Center for American Progress

RELEASE: CAP Paper: EPA’s Methane Rule Would Lower Emissions in a Way Oil and Gas Industry Can Easily Afford
Press Release

RELEASE: CAP Paper: EPA’s Methane Rule Would Lower Emissions in a Way Oil and Gas Industry Can Easily Afford

Washington, D.C. — Earlier this month, the Environmental Protection Agency, or EPA, released a new rule to regulate methane emissions in the oil and gas industry. These standards, when implemented, would help achieve President Barack Obama’s goal of cutting methane emissions by 40 percent to 45 percent of 2012 levels by 2025. They are a critical component of the Obama administration’s efforts to address climate change and would dramatically reduce the amount of dangerous methane gas from being emitted each year. The Center for American Progress released a column today arguing that this rule is an important first step and debunking fossil fuel industry claims that the rule is dangerous to its bottom line.

Methane is an even more potent greenhouse gas than carbon dioxide. Over the first 20 years after its release, it is more than 80 times more effective at trapping heat in the atmosphere and is 28 times more effective over the course of 100 years. The oil and gas industry is a chief emitter of this dangerous greenhouse gas and regulating its emissions is one important step in addressing the multipronged issue of combating climate change. CAP shows that implementing this rule would be efficient and cost effective for the industry, shutting down arguments that the rule is bad for business.

“Even in times of low oil prices and unprecedented supply of natural gas, the oil and gas industry is still reporting tens of billions in revenue and billions in profit,” said Myriam Alexander-Kearns, CAP Research Associate and author of the column. “The cost of implementing the EPA’s new rule would take a fraction of the industry’s annual profits. Methane is too dangerous a pollutant to allow the oil and gas industry to cry poverty instead of addressing it.”

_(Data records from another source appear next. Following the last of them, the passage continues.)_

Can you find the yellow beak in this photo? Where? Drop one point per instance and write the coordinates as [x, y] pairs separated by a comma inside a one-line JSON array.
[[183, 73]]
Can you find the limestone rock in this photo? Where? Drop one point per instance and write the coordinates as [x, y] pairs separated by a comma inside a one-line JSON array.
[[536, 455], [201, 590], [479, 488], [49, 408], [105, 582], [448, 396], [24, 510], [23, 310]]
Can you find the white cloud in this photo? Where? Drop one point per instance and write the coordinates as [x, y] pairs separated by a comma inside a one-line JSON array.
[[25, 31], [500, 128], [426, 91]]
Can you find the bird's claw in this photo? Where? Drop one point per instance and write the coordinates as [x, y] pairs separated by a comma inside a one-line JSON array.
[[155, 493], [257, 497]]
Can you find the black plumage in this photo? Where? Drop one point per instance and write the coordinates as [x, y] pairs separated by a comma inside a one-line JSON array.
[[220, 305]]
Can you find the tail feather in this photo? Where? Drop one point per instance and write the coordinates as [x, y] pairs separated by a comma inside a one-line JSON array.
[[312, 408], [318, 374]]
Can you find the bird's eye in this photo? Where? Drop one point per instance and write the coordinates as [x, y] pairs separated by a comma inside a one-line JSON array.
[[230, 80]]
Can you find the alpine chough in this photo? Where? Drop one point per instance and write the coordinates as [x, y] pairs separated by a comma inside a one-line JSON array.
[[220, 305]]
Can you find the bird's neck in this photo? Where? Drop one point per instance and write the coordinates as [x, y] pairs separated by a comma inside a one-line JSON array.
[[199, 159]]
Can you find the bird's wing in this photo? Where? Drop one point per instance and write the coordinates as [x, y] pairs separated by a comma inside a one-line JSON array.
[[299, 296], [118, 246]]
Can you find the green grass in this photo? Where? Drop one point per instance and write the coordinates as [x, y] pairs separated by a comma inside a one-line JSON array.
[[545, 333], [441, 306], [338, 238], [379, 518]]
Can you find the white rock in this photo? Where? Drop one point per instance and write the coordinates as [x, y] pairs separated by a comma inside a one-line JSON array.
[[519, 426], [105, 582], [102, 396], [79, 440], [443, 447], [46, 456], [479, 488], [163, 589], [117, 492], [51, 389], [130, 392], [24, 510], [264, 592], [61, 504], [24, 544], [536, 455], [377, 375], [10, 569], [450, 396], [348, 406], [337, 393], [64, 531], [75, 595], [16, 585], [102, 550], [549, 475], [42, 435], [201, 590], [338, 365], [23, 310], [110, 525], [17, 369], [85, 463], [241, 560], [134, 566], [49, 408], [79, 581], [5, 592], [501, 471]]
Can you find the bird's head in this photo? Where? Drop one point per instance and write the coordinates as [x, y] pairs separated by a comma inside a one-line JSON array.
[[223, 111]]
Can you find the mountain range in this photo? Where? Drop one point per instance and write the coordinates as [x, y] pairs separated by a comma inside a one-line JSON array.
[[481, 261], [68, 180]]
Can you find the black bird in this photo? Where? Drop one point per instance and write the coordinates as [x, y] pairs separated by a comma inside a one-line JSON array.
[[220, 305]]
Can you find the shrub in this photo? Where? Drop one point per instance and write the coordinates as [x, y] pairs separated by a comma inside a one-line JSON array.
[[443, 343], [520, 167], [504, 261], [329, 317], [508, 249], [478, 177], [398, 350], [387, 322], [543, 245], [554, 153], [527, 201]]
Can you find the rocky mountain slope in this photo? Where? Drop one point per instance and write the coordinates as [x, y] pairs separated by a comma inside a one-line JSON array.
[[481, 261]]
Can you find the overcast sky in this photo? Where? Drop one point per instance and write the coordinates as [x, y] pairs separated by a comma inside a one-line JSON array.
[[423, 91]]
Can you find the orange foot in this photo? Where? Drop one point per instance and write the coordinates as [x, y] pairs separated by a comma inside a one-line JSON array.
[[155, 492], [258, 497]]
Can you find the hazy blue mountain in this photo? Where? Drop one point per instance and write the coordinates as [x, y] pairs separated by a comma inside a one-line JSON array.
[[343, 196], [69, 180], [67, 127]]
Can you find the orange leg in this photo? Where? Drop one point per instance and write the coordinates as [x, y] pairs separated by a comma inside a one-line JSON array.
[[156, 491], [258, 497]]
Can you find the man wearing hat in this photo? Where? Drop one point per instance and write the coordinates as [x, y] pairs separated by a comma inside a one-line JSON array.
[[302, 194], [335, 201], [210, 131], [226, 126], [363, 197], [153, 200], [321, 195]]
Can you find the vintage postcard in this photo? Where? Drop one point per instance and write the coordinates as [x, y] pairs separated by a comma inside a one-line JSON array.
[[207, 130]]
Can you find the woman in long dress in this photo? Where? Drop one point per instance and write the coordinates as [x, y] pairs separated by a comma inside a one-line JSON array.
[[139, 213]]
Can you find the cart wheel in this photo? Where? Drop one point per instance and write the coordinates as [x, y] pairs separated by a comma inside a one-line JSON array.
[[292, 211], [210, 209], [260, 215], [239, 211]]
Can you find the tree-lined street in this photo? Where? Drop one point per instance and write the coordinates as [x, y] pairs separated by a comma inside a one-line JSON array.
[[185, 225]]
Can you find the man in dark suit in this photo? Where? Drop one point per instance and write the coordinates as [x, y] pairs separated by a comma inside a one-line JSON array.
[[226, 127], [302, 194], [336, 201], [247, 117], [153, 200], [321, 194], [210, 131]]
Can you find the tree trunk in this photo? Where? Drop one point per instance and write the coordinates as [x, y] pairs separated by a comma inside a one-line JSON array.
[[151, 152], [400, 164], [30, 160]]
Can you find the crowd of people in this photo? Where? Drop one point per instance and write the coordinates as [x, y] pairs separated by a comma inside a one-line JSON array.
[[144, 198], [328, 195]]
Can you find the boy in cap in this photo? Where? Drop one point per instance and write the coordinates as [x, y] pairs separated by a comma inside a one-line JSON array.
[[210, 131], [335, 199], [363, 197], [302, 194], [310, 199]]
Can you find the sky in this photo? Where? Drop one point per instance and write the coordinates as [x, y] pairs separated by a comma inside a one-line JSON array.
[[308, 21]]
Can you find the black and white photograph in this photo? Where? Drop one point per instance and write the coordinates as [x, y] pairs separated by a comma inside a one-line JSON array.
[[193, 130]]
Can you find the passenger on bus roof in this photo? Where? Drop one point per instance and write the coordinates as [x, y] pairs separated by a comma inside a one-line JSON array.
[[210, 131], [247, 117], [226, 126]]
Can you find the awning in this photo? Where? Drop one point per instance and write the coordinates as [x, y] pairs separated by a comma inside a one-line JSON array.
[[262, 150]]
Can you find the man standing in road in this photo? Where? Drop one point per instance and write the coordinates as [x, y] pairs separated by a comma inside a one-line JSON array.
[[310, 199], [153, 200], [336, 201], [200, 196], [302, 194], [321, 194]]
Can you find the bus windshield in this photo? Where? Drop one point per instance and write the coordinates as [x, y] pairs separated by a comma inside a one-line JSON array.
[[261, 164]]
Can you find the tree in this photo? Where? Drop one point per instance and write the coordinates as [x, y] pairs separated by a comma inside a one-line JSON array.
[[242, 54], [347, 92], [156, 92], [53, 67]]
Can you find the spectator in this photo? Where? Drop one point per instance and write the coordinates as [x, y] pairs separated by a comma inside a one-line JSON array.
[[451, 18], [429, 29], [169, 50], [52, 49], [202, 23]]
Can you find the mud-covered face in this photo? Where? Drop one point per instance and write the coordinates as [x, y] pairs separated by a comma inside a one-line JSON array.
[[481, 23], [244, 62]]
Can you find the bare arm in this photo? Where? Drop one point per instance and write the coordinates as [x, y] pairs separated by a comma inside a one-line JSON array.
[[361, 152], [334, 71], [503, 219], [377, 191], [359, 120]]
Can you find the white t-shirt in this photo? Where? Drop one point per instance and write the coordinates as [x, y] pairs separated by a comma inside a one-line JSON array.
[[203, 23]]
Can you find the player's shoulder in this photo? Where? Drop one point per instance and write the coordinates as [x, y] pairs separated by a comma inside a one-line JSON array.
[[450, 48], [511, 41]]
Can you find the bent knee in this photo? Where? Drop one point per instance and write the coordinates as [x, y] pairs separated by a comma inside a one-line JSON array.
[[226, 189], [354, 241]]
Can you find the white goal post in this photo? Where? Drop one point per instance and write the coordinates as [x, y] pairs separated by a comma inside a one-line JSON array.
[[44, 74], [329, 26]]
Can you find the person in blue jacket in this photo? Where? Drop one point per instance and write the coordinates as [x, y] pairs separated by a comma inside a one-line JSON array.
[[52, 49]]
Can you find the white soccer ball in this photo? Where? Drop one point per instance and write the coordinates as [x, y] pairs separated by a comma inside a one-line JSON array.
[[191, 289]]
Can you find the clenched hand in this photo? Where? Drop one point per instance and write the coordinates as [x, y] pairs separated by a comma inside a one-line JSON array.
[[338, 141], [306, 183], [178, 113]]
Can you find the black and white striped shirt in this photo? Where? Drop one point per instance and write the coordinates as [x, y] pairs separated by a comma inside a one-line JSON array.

The cost to the industry is expected to be low in comparison to annual profits because the technology currently exists to capture methane emissions and prevent them from being sent into the atmosphere. That captured methane can even be sold to offset the cost. In addition to being one step in the fight against climate change, the EPA’s rule would improve human health as methane often goes hand in hand with other pollutants, including smog-forming volatile organic compounds, or VOCs. The same measures to prevent methane from entering the atmosphere would also prevent VOCs from doing the same.